Sacré-Davey and its subsidiary Easywash Inc. are building the carwash that will carry the Easywash name, while Nuvera Fuel Cells of Cambridge, Mass., is supplying the 150-watt system that powers the facility and heats the water.
Vicky Sharpe, president and CEO of Sustainable Development Technology Canada, says the private sector is not yet receptive of the idea of funding new technologies as they progress from the research to commercialization stage.
She adds she hopes the project will encourage more private-sector involvement in testing and trials of new technologies.
"We've bridged the gap between research and commercialization ... This gap has proven to be a significant barrier to entrepreneurs in all sectors," says Sharpe.
Typically, she says, money is available from universities and industry for research studies, but not for advanced testing because there's "a pathological risk."

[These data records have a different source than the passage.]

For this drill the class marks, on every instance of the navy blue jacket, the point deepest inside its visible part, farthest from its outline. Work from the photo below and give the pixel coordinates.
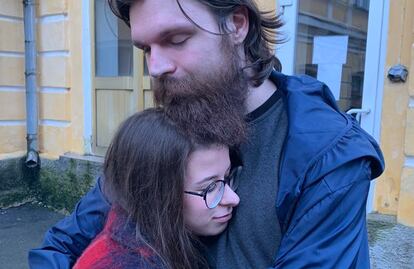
(327, 164)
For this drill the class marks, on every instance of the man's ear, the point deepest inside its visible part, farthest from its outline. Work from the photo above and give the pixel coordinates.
(239, 24)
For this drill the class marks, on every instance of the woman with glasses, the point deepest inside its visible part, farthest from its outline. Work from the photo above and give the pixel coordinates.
(166, 188)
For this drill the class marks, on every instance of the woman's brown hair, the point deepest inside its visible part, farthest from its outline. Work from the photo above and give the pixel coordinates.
(144, 172)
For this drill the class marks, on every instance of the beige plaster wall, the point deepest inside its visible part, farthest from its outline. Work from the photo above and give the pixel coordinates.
(59, 43)
(395, 188)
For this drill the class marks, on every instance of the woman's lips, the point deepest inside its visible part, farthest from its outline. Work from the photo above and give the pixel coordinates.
(224, 218)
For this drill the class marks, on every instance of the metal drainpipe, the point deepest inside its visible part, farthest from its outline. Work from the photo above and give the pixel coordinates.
(32, 158)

"You'll find that the private venture capital companies will not take that level of the risk," says Sharpe. "What they want to see is the technology broken out in a real-life environment and they then will pick it up. So there's a gap between university research and the commercialization activities that the private sector will fund."
Sharpe hopes the pilot project will encourage companies to find partners to share the risk of new-technology development.
Working with industry partners, SDTC expects to help finance more than $2 billion in projects designed to protect the environment over the next five or six years.
Michael Gallagher, president and chief operating officer of Westport Innovations Inc., says his firm only expects to break even after investing several hundred thousand dollars, but he hopes the project will pay off in future deals elsewhere.
"This is a wonderful demonstration that we can use hydrogen - today - in commercial transit systems around the world," says Gallagher.
Westport, which started up from technology developed at UBC, is supplying the hydrogen- and natural gas-powered engines for use in the Translink buses.
In addition to participating in this project, Westport and Translink are discussing the possibility of developing a fleet of green buses.
Westport has also supplied natural-gas engines for five large trucks (used to haul semi-trailers) that are part of a pilot project in the Toronto area.
Meanwhile, Sacré says his firm has signed on to develop a similar waste-hydrogen recycling facility with International Energy Group in Dubai.
"We are looking at harnessing waste hydrogen landfill gas, purifying it and deploying technologies similar to those (in the North Vancouver recycling facility)," says Sacré. "The processing-plant equipment would be designed and built here and then sold into (Dubai) in a project similar to what we're doing here. It's early days. It's probably another year away."